Perjury charge dropped against Calgary police union boss

Les Kaminski was originally charged with perjury and assault with a weapon in relation to the 2008 arrest of a Hells Angels member, Jason Arkinstall. Both charges have now been dropped.

Charge against Les Kaminski stemmed from 2008 arrest of Hells Angels member

Calgary Police Association president Les Kaminski was charge with perjury in relation to a 2008 arrest. (Monty Kruger/CBC)

A perjury charge against the president of the Calgary Police Association has been dropped. 

Les Kaminski was originally charged with perjury and assault with a weapon in relation to the 2008 arrest of Jason Arkinstall, a member of the Hells Angels.

The assault charge was dropped last July. 

"My faith in the legal system was reaffirmed today. I know my responsibility to the public and the Calgary Police Service and I would never, nor did I, mislead the court in any way," said Kaminski, reading a prepared statement in the lobby of the Calgary Courts Centre. 

Kaminski's lawyer, Alain Hepner, said there was a "great deal of dialogue" with prosecutors leading to Monday's withdrawal of charges.

Arrest and trial

The perjury charge was laid after Arkinstall was acquitted on charges of uttering a threat to kill a police officer. 

Provincial Court Judge Terry Semenuk rejected the evidence of Kaminski and two other officers who testified during the trial.

Semenuk wrote that Kaminski wavered in his evidence under cross-examination and didn't take proper notes after the incident. The judge also wrote that video taken by bystanders contradicted the officer's testimony.

"[Kaminski] was not a credible or reliable witness," wrote Semenuk in his decision.

Coun. Diane Colley-Urquhart, who sat for several years on the Calgary police commission, tweeted support for Kaminski soon after the decision was handed down. 

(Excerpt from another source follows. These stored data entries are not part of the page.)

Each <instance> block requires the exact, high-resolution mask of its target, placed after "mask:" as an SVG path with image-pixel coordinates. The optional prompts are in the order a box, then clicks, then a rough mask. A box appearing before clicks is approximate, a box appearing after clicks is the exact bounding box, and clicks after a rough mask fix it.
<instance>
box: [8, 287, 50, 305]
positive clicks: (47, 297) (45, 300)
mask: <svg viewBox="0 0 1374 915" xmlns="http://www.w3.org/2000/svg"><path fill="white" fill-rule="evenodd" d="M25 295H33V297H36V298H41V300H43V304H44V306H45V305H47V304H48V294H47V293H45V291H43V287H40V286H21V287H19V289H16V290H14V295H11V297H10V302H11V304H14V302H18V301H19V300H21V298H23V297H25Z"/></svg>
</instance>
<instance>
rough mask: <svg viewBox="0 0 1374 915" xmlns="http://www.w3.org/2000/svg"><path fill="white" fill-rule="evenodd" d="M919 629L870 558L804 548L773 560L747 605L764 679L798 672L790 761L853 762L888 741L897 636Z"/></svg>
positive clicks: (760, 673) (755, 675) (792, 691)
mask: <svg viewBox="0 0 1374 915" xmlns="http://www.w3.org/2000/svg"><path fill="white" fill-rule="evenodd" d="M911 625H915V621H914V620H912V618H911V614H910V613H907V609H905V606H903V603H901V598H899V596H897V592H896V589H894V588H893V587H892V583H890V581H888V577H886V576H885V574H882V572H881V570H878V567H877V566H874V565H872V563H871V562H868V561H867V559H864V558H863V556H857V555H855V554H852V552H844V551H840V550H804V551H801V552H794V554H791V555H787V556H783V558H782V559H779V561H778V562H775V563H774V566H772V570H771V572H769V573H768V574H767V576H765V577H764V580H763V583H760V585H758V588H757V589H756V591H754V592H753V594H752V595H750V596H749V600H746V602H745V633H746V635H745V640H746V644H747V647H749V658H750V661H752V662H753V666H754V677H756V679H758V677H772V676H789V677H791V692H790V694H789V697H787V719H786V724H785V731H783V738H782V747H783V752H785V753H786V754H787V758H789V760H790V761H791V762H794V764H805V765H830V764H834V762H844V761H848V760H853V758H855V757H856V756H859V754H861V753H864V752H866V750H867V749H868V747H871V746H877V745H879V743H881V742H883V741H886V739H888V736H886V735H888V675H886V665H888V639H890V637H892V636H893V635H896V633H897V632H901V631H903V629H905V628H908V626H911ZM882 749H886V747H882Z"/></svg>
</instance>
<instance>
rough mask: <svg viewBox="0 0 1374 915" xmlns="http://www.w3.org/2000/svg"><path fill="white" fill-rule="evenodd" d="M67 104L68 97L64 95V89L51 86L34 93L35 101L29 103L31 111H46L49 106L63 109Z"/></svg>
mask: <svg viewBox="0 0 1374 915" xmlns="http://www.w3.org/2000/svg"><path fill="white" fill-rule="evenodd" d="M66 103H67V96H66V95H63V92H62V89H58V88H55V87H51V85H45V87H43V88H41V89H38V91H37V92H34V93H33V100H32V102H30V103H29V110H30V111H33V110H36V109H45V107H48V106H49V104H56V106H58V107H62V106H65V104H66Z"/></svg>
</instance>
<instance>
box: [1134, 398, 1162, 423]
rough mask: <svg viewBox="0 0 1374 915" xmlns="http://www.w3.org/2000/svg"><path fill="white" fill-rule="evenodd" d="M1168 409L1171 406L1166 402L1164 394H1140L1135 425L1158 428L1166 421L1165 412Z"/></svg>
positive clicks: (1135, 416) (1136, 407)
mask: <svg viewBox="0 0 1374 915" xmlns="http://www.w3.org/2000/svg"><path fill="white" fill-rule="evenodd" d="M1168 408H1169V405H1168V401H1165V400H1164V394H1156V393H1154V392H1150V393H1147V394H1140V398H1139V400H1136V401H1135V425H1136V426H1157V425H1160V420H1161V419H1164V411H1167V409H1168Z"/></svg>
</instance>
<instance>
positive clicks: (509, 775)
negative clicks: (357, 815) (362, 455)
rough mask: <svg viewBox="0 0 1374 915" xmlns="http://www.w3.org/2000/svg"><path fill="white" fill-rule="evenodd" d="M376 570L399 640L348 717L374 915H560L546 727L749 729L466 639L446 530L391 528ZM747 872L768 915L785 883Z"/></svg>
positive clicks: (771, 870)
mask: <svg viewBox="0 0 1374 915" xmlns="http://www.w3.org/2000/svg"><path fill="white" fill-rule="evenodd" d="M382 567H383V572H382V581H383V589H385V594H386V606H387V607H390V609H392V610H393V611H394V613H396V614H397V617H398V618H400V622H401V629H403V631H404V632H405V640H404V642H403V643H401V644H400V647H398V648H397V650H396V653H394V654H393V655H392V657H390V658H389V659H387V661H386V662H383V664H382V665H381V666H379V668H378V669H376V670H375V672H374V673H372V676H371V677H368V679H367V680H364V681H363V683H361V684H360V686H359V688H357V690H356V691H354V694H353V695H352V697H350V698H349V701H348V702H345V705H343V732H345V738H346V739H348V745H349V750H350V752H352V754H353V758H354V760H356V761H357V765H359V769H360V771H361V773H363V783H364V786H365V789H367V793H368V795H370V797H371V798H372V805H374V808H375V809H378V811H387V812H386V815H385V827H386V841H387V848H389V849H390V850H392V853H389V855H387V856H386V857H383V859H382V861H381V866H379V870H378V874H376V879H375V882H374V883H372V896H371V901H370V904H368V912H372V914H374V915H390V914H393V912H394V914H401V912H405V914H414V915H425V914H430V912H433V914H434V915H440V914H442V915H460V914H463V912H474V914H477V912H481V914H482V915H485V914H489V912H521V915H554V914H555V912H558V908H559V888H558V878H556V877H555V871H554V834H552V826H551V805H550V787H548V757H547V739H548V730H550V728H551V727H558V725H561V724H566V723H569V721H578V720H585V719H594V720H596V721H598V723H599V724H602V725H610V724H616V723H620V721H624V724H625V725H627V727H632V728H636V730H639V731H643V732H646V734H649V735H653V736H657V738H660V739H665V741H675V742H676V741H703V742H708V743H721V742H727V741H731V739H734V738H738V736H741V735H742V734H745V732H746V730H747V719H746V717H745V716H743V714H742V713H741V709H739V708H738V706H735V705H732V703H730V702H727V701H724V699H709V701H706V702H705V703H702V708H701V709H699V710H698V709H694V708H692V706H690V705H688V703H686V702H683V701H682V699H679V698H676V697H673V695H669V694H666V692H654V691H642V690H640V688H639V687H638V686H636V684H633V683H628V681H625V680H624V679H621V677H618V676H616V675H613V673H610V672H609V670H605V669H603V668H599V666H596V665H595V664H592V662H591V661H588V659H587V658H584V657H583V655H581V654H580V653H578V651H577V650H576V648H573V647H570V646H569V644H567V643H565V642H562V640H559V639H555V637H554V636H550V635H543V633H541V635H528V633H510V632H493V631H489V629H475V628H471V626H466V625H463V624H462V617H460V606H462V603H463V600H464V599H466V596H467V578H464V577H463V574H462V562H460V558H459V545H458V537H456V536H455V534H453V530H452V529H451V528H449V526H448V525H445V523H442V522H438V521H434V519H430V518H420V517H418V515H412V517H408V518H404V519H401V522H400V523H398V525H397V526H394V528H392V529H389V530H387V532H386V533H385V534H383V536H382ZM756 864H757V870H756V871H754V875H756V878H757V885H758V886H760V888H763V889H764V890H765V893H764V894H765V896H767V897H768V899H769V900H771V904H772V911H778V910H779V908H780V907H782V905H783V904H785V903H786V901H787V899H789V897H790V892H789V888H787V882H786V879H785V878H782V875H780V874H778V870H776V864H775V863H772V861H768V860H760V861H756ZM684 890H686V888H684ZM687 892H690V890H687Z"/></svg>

Police association vice-president Mike Baker also tweeted support for Kaminski, which read, "Glad to see this charge finally withdrawn. This ordeal has gone on for nearly a decade and put numerous officers through unnecessary duress. This is just another example of cops being treated unfairly, by a process that is biased against them!"

Body cams

Kaminski said his memory of the event differed from the video evidence and said he has made roughly 6,000 arrests in his career.

"I learned that notes are a very important, very important, part of police work. I'm going to push the service for body cams. That will take some of that initiative off of the police officers to take perfect notes because a lot of the evidence will be captured on body cameras."

Arkinstall's arrest and its aftermath are still the subject of a Law Enforcement Review Board inquiry that will examine whether there were "any efforts to hinder public oversight of officers" involved in the arrest. 

Const. Brant Derrick, who was also charged with assault in relation to the arrest, was acquitted in December 2017.